Using Black Walnuts for Nut Milk with Award-Winning Chef Alan Bergo
Chef Alan Bergo, a James Beard Award–winning chef nationally known as the Forager Chef, is based in Minnesota and has appeared on Hulu’s Chefs vs. Wild and many other programs. He uses Hammons Black Walnuts in his own recipes. “I love using black walnuts on my menus as most people have heard of them, but may not have tried them, or even know they’re edible,” he says. “Greene County having more black walnut trees than anywhere else in the United States makes black walnuts a special seasonal ingredient inextricably connected to the food traditions of the Ozarks Region.”

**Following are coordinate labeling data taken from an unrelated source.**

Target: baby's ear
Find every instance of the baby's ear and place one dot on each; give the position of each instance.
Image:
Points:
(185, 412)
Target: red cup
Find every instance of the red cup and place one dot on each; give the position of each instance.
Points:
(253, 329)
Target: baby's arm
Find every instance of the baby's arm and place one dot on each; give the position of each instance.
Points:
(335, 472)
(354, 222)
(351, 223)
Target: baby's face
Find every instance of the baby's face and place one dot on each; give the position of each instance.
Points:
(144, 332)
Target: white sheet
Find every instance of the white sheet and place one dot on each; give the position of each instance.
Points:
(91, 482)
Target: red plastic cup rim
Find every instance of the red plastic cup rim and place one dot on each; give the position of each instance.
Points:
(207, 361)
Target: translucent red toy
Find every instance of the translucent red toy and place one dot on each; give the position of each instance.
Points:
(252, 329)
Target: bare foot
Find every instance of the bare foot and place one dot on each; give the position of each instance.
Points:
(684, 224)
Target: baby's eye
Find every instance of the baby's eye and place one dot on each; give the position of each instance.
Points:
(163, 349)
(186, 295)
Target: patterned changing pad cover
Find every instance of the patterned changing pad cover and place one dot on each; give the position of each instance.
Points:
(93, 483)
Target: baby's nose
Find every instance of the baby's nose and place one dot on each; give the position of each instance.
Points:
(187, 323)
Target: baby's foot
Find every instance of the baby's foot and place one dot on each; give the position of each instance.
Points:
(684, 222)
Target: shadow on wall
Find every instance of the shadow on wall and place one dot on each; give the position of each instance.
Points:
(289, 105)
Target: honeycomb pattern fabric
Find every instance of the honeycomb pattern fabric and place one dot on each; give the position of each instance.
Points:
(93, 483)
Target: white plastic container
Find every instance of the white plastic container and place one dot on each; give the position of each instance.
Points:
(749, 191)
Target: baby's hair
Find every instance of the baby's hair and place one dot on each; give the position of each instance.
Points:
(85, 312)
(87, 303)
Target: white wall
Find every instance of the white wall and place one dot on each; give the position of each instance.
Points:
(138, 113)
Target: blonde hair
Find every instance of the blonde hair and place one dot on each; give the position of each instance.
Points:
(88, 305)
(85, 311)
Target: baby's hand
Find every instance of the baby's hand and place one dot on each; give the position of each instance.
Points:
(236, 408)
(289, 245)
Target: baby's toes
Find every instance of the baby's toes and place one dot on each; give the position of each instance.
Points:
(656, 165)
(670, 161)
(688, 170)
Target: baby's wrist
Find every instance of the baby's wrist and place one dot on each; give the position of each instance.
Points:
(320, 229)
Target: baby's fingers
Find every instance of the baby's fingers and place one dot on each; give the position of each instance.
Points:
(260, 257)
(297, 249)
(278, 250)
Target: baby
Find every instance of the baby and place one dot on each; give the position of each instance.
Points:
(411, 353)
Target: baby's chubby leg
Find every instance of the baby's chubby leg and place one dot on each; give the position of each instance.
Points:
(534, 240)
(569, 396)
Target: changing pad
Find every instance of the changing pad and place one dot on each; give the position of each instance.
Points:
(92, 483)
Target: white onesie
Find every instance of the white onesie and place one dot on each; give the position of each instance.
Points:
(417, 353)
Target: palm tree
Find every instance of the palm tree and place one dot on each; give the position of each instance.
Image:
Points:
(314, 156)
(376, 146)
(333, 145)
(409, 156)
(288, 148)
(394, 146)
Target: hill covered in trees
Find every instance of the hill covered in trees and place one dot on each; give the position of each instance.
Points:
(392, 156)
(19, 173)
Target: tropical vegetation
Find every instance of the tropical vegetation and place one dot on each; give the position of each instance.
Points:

Bergo has experimented with cooking with black walnuts. His top tip is to swap black walnuts for regular walnuts or other nuts to add a deep, rich flavor to your favorite recipes. “Sweets like granola, bars, pies, cookies, breads and pastries are classic, but they’re also incredible in savory dishes,” Bergo says. “Try them in a pesto, mixed into a stuffing or just toasted and tossed in a salad. Their unmistakable flavor enhances anything they’re added to.”
One of Chef Bergo’s favorite recipes using Hammons Black Walnuts is homemade, dairy-free black walnut milk, which can be found on his website, along with many other recipes.